Literally translated, Aguardiente means fire water. And that about sums it up. I’ve never eaten fire before, but I imagine it tastes a lot like Aguardiente. Aguardiente is “only” 29% alcohol, but it could strip the paint off a car.
My girlfriend says the Colombians drink Aguardiente straight, but I’m a wuss (I like my stomach fire-free), so I sipped mine with an ice cube. If I ever find myself on the streets of Colombia, I will, of course, drink it straight. But I’m in Virginia, so the ice cube stays.
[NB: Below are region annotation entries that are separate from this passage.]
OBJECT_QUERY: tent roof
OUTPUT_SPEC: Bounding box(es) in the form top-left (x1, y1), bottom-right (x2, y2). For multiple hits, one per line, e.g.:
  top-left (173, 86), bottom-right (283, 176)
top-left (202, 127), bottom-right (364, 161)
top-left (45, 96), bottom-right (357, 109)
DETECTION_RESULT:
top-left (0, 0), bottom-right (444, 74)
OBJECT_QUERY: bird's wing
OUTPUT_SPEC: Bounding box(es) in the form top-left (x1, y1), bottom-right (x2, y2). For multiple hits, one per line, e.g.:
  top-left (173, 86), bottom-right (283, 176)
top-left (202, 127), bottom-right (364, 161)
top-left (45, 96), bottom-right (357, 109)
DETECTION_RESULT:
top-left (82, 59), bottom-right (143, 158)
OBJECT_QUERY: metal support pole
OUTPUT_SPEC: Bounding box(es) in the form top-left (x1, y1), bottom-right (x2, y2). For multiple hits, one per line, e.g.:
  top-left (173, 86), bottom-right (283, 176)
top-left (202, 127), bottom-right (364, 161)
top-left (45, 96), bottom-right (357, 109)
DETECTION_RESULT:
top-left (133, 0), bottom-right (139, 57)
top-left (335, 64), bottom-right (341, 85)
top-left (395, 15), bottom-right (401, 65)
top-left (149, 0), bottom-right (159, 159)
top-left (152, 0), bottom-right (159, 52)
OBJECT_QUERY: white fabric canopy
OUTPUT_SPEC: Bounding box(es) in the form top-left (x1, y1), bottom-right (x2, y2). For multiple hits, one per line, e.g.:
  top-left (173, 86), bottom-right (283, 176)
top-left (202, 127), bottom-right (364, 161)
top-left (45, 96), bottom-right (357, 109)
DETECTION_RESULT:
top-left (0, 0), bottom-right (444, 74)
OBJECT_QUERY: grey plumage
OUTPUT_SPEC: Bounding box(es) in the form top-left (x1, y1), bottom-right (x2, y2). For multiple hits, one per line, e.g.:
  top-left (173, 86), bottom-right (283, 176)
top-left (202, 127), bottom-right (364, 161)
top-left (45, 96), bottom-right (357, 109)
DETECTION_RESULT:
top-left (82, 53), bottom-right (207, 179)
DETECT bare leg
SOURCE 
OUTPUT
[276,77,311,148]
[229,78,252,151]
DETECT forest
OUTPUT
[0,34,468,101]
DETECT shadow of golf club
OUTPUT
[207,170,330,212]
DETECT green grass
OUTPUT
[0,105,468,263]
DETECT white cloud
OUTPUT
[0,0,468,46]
Aguardiente tastes a lot like Ouzo . . . and I really like Ouzo. But Aguardiente has an aggressiveness to it that’s tough for me to get past. That said, Aguardiente has a lighter mouth-feel than Ouzo, but it seems hotter, more alcoholic. Given that Ouzo has the higher alcohol content (40% vs. 29%), that seems odd. Ouzo is also a bit sweeter, so perhaps that throws off some of the heat? I’m sure there’s some kind of academic, sciency explanation for this.
I don’t hate Aguardiente . . . but I don’t think I’ll be having any wicked Aguardiente cravings any time soon. But as always, I am grateful for the chance to taste a little bit of a land far, far away.